Eine karge Bühne in warmem Licht: Auf der linken Seite sind Naturhörner wie Alphorn, Zink und Büchel aufgereiht. Aus der Ferne wirken sie wie archaische Dinosaurierknochen - Überreste aus einer vergangenen Zeit. Im Zentrum der Bühne steht breitbeinig Balthasar Streiff, ein dunkelhaariger, südländisch wirkender Mann mittleren Alters - vor ihm zwei Alphörner, in die er in schnellem Wechsel bläst.

Blasinstrumente waren jedoch schon Zeit seines Lebens eine Leidenschaft. Balthasar Streiff wurde im schweizerischen Städtchen Baden geboren. Schon mit neun Jahren begann er Trompete zu spielen.

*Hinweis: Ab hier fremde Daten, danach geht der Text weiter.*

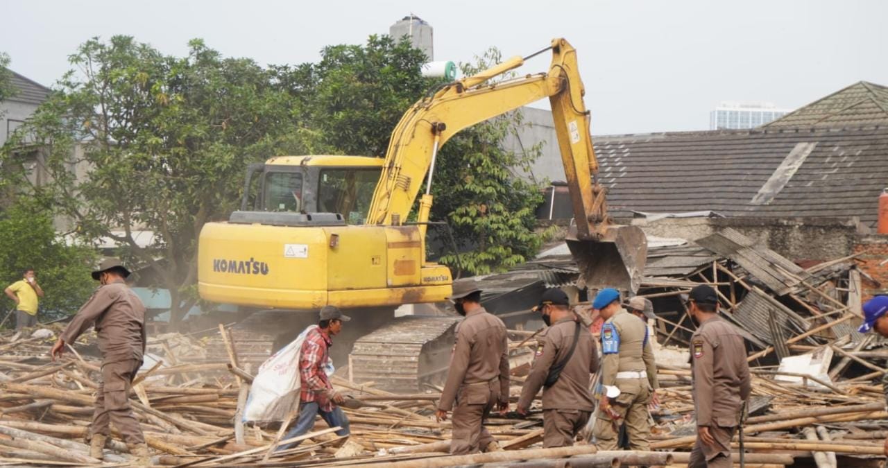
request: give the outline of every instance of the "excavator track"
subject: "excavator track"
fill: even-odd
[[[349,379],[411,393],[440,385],[456,339],[456,317],[408,315],[354,342]]]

Er habe das Glück gehabt, immer Musik machen zu dürfen und niemals zu müssen – die Eltern, beide Nicht-Musiker, hatten sein Trompetenspiel immer unterstützt.
Streiffs Tante - eine Geige spielende Grafikerin - hatte ihn in die Welt der Klänge eingeführt, aber möglicherweise wurde seine Musikverbundenheit schon viel früher entfacht:

"Es gibt eine Theorie, dass eben der Klang der Hörner allgemein dem Klang entspricht, den wir als ungeborene Wesen im Mutterleib am meisten gehört haben – deshalb seien wir so berührt von diesen Klängen."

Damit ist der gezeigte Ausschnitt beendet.